We've discovered evidence of just about every gas imaginable out in space, but one we'd never seen was molecular oxygen, the stuff we breathe everyday. Now, thanks to powerful infrared telescopes, we've found the very first traces of space oxygen.
While individual oxygen atoms are found throughout space, that's not what we breathe. Instead, we inhale O2, which is a molecule composed of two oxygen atoms bonded together. This particular gas is very common on Earth - it accounts for about 20% of the air around us - but we had never found molecular oxygen in space... until now.

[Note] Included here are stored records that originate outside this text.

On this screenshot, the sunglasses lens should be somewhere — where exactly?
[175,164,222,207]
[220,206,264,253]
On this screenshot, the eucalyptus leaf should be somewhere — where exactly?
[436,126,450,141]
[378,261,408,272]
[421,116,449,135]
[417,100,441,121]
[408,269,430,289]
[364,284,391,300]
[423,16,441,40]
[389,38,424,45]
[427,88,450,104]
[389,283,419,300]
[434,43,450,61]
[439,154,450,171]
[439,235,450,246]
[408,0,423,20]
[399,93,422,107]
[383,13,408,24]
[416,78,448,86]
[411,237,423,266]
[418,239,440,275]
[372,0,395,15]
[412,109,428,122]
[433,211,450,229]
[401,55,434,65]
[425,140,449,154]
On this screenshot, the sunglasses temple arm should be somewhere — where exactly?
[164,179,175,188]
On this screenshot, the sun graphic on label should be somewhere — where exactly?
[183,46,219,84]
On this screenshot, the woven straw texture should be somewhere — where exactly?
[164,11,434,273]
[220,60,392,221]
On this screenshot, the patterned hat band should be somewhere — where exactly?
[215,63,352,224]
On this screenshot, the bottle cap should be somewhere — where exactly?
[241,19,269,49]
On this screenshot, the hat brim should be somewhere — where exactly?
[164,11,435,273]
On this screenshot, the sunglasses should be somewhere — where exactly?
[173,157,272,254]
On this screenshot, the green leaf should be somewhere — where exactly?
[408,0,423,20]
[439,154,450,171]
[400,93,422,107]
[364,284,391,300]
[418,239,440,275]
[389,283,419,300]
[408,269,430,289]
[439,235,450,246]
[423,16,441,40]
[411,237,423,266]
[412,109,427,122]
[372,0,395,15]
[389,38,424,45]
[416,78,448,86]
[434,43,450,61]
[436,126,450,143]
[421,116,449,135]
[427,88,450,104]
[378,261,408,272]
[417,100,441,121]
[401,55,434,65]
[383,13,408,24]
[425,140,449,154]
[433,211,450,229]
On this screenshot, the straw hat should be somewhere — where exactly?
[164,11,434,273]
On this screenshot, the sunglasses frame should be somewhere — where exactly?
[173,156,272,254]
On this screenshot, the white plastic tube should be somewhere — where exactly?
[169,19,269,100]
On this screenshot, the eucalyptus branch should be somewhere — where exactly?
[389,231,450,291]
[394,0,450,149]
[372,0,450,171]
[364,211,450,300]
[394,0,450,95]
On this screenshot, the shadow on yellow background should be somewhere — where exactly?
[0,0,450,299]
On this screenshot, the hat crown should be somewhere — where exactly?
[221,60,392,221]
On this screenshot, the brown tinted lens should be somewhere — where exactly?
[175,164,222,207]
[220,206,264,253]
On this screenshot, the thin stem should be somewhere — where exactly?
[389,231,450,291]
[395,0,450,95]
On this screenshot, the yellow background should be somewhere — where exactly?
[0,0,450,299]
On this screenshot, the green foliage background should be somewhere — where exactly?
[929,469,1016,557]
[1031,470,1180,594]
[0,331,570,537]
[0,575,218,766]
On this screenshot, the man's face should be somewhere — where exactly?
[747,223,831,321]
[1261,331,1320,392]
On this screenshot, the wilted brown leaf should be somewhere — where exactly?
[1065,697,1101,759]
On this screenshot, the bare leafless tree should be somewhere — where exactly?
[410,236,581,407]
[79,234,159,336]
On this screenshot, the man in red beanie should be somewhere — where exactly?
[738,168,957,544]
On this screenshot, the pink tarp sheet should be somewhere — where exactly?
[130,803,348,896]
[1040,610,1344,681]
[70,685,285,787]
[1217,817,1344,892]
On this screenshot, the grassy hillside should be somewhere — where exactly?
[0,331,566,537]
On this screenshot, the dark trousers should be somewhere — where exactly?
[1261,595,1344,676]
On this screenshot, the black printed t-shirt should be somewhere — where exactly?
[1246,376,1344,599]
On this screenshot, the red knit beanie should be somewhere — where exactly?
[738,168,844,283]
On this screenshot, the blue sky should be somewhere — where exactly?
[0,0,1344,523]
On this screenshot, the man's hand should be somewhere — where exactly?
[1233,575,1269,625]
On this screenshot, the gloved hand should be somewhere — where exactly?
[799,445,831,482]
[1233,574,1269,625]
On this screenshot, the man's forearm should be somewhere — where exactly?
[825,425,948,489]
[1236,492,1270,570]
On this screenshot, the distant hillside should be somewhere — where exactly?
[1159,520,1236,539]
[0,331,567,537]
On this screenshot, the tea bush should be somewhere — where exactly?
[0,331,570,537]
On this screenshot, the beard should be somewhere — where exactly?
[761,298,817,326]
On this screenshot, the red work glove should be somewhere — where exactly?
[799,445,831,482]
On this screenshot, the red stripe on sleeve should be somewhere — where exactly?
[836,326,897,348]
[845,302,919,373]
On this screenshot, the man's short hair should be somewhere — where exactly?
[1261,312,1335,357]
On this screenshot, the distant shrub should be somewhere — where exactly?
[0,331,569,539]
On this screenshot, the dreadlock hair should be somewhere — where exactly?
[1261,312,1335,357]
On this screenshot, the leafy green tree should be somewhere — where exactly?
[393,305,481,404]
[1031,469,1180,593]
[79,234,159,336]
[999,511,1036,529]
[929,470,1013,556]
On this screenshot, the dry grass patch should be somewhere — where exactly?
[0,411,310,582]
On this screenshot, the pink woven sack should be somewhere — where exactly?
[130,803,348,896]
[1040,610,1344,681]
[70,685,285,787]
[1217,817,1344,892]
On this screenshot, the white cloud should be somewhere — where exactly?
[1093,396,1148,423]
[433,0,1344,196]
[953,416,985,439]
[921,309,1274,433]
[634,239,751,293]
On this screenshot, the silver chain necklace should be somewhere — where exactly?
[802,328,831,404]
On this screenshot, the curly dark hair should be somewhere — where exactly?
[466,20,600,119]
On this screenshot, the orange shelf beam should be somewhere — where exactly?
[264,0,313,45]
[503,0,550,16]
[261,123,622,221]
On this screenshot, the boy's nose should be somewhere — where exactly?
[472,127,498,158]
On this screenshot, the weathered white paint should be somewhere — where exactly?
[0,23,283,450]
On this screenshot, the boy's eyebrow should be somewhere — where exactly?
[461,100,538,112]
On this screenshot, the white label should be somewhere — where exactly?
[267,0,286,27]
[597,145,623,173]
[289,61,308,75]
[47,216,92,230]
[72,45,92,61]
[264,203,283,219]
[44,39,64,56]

The key to the gas's discovery was the Herschel Space Observatory, which is tasked with exploring the infrared wavelengths of the universe. This allows it to see the coldest and dustiest parts of the cosmos. In the case of molecular oxygen, that's a very good thing, as researchers believe the gas was locked up in the frozen water ice that surrounds tiny dust grains.
The telescope then detected the oxygen gas in the vicinity of the Orion Nebula, where it's thought that starlight was able to first warm up the ice and then break it into its constituent atoms. The now-free oxygen atoms were then combined into molecular gas. NASA researchers still believe that this molecular oxygen is abundant in the universe, even if the evidence for it remains strangely lacking. Now that we have some idea where to look, though, it may be easier to find more.